Nanotubi peptidici

I nanotubi peptidici o PNTs (in inglese peptide nanotubes) sono delle strutture auto-assemblate formate da peptidi capaci di essere funzionalizzate e con specifiche geometrie.[1]

La modifica superficiale rende versatili queste nano-strutture che trovano applicazione in campi come: biologia, chimica, ingegneria tissutale, scienza dei materiali e medicina.

Per quanto concerne l’ambito biologico i nanotubi peptidici si prestano principalmente nel campo del bio-rilevamento, nei processi di somministrazione di farmaci e nel riconoscimento molecolare grazie alle interazioni che si instaurano tra PNTs e biomolecole.[2][3]

La dimensione nanometrica di queste strutture permette di creare un legame tra tessuti naturali e tessuti artificiali. Infatti, le moderne nanotecnologie contribuiscono attivamente al processo di guarigione dei tessuti preservando la capacità di non sviluppare reazioni infiammatorie.

Sintesi dei nanotubi peptidici modifica

Alcune molecole biologiche quali proteine e peptidi subiscono dei processi di auto-assemblaggio formando diverse strutture dalla morfologia nanometrica a temperatura e pressione ambiente. I legami instauratisi durante i processi di auto-assemblaggio sono generalmente legami di tipo non covalente come: legami idrogeno, legami π-π, interazioni idrofobiche e forze di Van der Waals. Dopo il processo di auto-assemblaggio quello che si ottiene è una struttura cilindrica con una cavità centrale dal diametro compreso tra i 0,5 ed i 500 (nm) con un rapporto d’aspetto maggiore di cinque.[1][3][4]

I nanotubi peptidici vengono suddivisi in base ai processi di sintesi, infatti, possono derivare o da catene monomeriche peptidiche lineari oppure da catene monomeriche peptidiche non lineari.
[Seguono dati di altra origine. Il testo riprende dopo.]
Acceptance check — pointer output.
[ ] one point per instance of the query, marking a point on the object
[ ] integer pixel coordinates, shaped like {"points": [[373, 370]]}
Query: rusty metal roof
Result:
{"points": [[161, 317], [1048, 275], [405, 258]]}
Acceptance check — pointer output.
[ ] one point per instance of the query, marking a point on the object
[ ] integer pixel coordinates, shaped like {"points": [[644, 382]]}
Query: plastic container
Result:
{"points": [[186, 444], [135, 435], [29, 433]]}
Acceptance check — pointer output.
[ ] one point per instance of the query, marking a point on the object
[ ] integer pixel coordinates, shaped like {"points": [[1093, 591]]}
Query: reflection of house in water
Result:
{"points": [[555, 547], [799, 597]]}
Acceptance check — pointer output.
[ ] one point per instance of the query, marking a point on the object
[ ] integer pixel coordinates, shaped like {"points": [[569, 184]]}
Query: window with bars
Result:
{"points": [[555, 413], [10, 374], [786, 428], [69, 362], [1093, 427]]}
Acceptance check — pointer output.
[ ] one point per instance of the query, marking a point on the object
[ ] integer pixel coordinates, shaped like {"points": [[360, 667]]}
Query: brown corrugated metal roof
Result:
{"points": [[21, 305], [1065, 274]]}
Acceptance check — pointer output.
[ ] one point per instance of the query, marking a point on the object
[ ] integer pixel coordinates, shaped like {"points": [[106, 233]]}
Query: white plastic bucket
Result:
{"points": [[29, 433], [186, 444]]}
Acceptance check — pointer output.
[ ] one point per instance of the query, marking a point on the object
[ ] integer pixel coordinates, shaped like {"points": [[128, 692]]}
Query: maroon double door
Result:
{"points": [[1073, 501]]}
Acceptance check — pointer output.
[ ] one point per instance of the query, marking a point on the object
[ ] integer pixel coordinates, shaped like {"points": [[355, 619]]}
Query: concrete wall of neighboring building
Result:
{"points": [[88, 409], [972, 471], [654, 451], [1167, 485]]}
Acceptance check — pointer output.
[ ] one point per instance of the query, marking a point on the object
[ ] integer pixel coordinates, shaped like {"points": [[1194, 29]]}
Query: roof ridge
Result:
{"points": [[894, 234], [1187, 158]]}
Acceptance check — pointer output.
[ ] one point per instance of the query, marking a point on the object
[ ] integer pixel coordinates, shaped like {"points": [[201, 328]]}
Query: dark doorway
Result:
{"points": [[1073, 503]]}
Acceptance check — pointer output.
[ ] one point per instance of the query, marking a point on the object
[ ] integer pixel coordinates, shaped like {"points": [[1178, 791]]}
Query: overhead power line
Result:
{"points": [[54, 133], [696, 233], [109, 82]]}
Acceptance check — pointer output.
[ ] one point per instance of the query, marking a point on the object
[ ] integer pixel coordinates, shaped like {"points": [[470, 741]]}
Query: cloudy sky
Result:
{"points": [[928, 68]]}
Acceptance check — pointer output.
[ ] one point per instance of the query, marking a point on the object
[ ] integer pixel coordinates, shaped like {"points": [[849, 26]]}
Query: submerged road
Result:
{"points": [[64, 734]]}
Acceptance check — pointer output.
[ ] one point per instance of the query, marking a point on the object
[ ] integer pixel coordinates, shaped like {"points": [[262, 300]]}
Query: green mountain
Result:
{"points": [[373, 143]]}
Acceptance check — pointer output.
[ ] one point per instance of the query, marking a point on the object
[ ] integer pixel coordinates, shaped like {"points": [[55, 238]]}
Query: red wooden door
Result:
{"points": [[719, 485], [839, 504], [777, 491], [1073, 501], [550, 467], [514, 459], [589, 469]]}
Nanotubi peptidici derivanti da monomeri peptidici lineari modifica

Uno dei possibili metodi di sintesi viene chiamata “De Novo” e consiste nel combinare residui aminoacidici polari con residui non polari. I monomeri utilizzati contengono dei residui reattivi chiamati “sticky-end” i quali si legano selettivamente ai loro complementari. Così facendo la formazione del nanotubo può essere ingegnerizzata regolando la sequenza amminoacidica e le posizioni dei relativi gruppi reattivi. Pertanto, in base alla reazione tra gli sticky-end si potranno comporre nanotubi che sono lineari, segmentati oppure ramificati in funzione della pesantezza e rigidità dei monomeri.[4]

Una tecnica diversa per la formazione di nanotubi da catene lineari è quello di legare i monomeri a molecole organiche anfifiliche, queste a causa delle interazioni idrofobiche con il solvente si aggregano per formare nanotubi ove la catena alchilica è rivolta verso il centro mentre i residui amminoacidici si dispongono sulla superficie esterna. I parametri più importanti che governano questi fenomeni sono il pH della soluzione ed il carattere idrofobico dei monomeri utilizzati in quanto la resistenza dei legami idrogeno sono influenzati maggiormente da questi ultimi. Grazie all’introduzione di gruppi funzionali c’è la possibilità di funzionalizzare la superficie esterna dei nanotubi conferendo loro particolari proprietà in base all’utilizzo finale alla quale sono destinati.[4]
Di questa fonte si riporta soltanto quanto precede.